Member of the Second Confederate Congress from Prince George, Virginia
- In office March 1864 – May 1865
- Preceded by: Charles Fenton Collier
- Succeeded by: position abolished

Judge of the Virginia Circuit Court in Brunswick County, Virginia
- In office 1858–1863

Personal details
- Born: 9 December 1808 Brunswick County, Virginia, US
- Died: 12 December 1868 (aged 60) Savannah, Georgia, US
- Resting place: Blandford Cemetery, Petersburg, Virginia, US
- Spouse: Cary Ann Gholson
- Occupation: Lawyer, politician, judge

= Thomas Saunders Gholson =

American judge (1808–1868)

Thomas Saunders Gholson (9 December 1808 – 12 December 1868) was a Virginia lawyer, judge and Confederate politician.

==Early and family life==
He was born on 9 December 1808, in Gholsonville, Virginia, to Major William Gholson and Mary Saunders, and was the younger brother of James Gholson. Their uncle was Thomas Gholson Jr. He graduated from the University of Virginia in 1827.

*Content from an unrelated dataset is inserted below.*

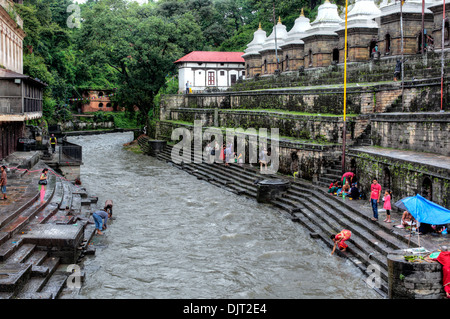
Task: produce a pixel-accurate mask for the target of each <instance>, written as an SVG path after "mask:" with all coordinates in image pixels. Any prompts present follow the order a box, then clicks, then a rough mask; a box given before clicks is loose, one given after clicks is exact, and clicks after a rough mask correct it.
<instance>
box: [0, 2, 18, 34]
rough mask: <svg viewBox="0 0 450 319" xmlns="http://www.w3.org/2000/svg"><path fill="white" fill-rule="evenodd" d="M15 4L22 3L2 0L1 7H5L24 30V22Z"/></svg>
mask: <svg viewBox="0 0 450 319" xmlns="http://www.w3.org/2000/svg"><path fill="white" fill-rule="evenodd" d="M14 2H17V3H22V1H19V0H17V1H11V0H0V7H3V9H5V11H6V12H7V13H8V14H9V16H10V17H11V18H12V19H13V20H14V21H15V22H16V23H17V24H18V25H19V27H20V28H22V29H23V20H22V18H21V17H19V15H18V14H17V13H16V11H15V10H14Z"/></svg>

On May 14, 1829, Thomas Gholson married his cousin, the congressman's daughter Cary Ann Gholson, and they had two daughters and a son.

==Career==
After reading law and being admitted to the Virginia bar, around 1836, Thomas Gholson also invested in the Brunswick Land Company, as did his elder and politically active brother and several other prominent local men (including Rev. Richard Kidder Meade). Each bought $1000 shares of the company, which bought, traded and speculated in lands in Texas. In 1847, the Virginia House of Delegates received a complaint against his brother Judge James H. Gholson, alleging favoritism towards Thomas Gholson, among others. When the complainant, R. H. Collier, who had also publicly assaulted one of the Gholsons, refused to testify under oath before the appointed committee, the legislative investigation was dropped, but his brother died the following year. Thomas Gholson was a legal and possibly legislative mentor to Hugh White Sheffey who served in the legislature and also became Speaker of the Virginia House of Delegates during the American Civil War, and later a judge.

Around 1850, after his brother's death, Thomas moved his family to Blandford, which is closer to (and now part of) Petersburg. Although owning only $7500 in property in 1850 (shortly after his brother's death), by 1860 Thomas Saunders Gholson owned $100,000 in real estate and $120,000 in personal property. Petersburg became a railroad hub in this era; Judge Gholson was president of several railroads, and also worked to support a public library in Petersburg.

Virginia's legislators confirmed Thomas Gholson as a state court judge, and he served from 1859 to 1863, when he resigned to serve in the House of Representatives of the Second Confederate Congress. He defeated Petersburg lawyer Charles Fenton Collier (son of Robert Ruffin Collier, possibly the complainant years earlier) and represented Prince George County, Virginia(which adjoins Petersburg) as well as nearby Nottaway, Amelia, Powhatan and Cumberland Counties from 1864 until the war's end in 1865. On February 1, 1865, Gholson delivered a speech concerning the possibility of using Negro troops, which was published. Thomas Gholson received a pardon from President Andrew Johnson on September 6, 1865.

==Death and legacy==
Gholson died on 12 December 1868, in Savannah, Georgia, and his remains were returned to Virginia for burial at Blandford Cemetery.